One of the most significant benefits of using wafer bonding for GaN-based applications is the possibility to combine GaN with various substrate materials offering a high flexibility by imposing strict quality requirements only to the surfaces to be joined together by bonding and not to their crystal structure.
The diversity of the new devices imposes different design criteria for the wafer bonding process. In order to provide a good platform for manufacturing the European research project AGATE aimed to create a substrate manufacturing pilot line to provide high quality substrates to device manufacturers.

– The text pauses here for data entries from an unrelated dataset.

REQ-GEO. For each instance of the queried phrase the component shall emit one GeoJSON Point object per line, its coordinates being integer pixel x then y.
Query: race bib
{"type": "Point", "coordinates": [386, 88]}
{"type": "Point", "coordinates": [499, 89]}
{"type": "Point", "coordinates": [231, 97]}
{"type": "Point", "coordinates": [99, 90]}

As main target, high quality substrates were produced by transferring GaN layers to different engineered substrates by a wafer bonding and layer transfer process.
The process flow was:
- The GaN layers on Sapphire substrates were coated with silicon dioxide layers and planarized by CMP
- The Molibdenum substrates/ Poly-AlN substrates were coated with silicon dioxide layers and planarized by CMP
- Both wafers were plasma activated using nitrogen plasma
- The wafers were bonded at room temperature and further thermally annealed at low temperatures
- The Sapphire substrate was removed.
In order to further expand the application field of the pilot line the oxide-free direct bonding of GaN on Si was performed. In this approach, the process flow used was as below:
- The GaN layers on Sapphire substrates were surface activated using ion beam sputtering for removing native oxides and contaminants from the surface.
- The Si wafers were surface activated using same principle and native oxide was removed.
- The GaN-Si direct bonding was performed in situ under high vacuum at room temperature, then thermal annealing was performed at low temperature.
This work presents experimental details on the two process flows described. The incoming substrates were inspected by measuring the surface microroughness by Atomic Force Microscopy (AFM), their geometry (bow measurement using white light interferometry) and the presence of oxides on their surfaces was investigated by elipsometry.
The bonded substrates were characterized in terms of bow and the bonding quality was inspected using visual inspection and Scanning Acoustic Microscopy (SAM).
The oxide free bonds were characterized by cross-section TEM and EDAX and their thermal and electrical performance were measured.